Every morning I take 10 different types of pills and 2 injectables. I line them up by size and shape, the smaller ones in pairs, and then begin to work my way down the line. Pop some pills, wash it down with water, repeat. When I get to the bigger ones, I sometimes allow myself to get distracted by my computer or phone or anything, as they sometimes make me gag and I need a minute to let the others rest first. But finally, down they go too. Then I slip down my waistband far enough to reveal the right side of my stomach, and find 2 spaces among the polka-dotted bruises to inject my insulin.

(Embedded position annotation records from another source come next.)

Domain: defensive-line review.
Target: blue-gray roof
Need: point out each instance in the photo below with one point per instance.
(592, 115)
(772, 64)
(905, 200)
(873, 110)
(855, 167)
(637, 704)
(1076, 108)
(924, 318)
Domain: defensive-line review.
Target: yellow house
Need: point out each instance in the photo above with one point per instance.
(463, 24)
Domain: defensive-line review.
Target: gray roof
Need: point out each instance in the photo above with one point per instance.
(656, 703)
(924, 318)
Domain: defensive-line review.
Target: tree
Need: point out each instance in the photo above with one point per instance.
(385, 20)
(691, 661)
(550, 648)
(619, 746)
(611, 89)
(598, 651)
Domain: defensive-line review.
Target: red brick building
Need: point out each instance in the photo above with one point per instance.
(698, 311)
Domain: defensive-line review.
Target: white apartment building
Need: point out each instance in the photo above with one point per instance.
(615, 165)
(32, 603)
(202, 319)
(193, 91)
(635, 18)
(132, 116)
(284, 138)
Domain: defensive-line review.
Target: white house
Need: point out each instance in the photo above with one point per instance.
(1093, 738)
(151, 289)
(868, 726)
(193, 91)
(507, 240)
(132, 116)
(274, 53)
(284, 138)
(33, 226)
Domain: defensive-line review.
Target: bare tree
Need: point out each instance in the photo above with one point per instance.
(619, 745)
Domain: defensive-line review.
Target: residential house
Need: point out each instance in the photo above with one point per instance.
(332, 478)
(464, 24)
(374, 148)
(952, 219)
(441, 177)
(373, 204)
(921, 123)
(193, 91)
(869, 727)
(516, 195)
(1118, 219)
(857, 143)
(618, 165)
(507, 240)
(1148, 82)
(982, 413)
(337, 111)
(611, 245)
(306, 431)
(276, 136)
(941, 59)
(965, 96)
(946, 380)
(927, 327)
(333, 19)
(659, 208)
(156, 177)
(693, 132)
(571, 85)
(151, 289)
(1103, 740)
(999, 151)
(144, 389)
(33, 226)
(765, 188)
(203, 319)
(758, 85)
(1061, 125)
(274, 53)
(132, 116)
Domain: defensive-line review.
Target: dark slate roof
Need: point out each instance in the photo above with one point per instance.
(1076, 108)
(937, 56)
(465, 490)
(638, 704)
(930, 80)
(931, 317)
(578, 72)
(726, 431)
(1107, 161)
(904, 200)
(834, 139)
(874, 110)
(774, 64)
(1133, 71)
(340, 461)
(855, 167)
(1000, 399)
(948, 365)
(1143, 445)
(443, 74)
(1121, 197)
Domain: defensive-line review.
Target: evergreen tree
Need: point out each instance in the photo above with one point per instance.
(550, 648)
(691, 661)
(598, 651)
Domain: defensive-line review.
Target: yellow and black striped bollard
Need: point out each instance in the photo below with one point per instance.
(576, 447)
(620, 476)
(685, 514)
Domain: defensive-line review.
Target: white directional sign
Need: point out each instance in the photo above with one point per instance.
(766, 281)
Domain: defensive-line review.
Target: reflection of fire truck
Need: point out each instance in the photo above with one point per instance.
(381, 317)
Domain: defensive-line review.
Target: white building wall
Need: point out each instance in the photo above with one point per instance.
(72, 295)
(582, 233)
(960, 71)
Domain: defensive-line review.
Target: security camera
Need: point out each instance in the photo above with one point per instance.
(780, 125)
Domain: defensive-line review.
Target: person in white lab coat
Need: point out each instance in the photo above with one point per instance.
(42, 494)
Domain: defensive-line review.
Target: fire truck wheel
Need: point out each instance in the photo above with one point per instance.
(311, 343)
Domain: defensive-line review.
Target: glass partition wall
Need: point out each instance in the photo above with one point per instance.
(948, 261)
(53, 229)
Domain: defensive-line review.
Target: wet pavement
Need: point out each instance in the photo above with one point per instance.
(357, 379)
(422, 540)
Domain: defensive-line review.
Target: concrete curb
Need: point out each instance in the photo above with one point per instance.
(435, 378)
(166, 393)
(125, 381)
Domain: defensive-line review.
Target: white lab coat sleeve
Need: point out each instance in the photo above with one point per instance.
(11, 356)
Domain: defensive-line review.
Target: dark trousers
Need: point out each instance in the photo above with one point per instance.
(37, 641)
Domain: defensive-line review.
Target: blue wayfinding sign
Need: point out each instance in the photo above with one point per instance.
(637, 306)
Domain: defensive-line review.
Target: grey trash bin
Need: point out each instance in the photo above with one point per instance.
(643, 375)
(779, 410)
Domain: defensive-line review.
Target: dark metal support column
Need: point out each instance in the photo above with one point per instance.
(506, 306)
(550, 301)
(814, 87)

It’s a system I’ve grown used to over the past 6 months. In fact, my entire day is filled with systems and compartments. My purse, once so tiny it barely fit my keys and phone, is now a hobo bag of considerable heft that is filled with a half dozen zippered pouches. One pouch for my insulin needles, another for the injection pens and pill organizer. My glucometer, to test my blood sugar so I know how much insulin to take throughout the day. A pouch with my USB cord and plug to charge my phone, another with a battery back-up if no plugs are available. A big one filled with various things I might need if stuck somewhere, like an ER room overnight, with deodorant and breath mints, hair ties and fans, etc. A separate pouch for pain and nausea meds to take as needed.
Systems, routines, pouches, compartments. When I get home at night there’s “my spot,” a place on our couch already equipped with a pillow, my quilt, a glass of water, the various remotes, a rotating tray table, and a nightstand filled with more trays and systems to accommodate my night pills, my jewelry, extra pills and a biohazard disposal, napkins and scissors and pens and tissues. Things I might need within easy reach to avoid getting up when my body hurts too much to move.
I’m thankful I have these things. I’m even more thankful for a husband and mom and friends and medical professionals who help me navigate this health journey I’m on.
What I’m not thankful for is the burping. Lately, I’ve been having these awful sulphur burps. This very unladylike belches that erupt without warning and leave an ungodly taste and smell of rotten eggs in my mouth. They are not attractive. They are not welcome. And quite frankly, they are another side effect that I could seriously do without.
Tomorrow, we go back to Duke to discuss my upcoming surgery. My official diagnosis is low grade papillary urothelial carcinomas. They were found throughout my left kidney and ureter and so the doctor wants to remove both. This is important, and this is scary. We have a lot of questions and things to discuss. I’d be a lot more scared about what is happening if I had time to think about it.
But instead, I’m just burping. Hmmm. Maybe I am thankful for them after all.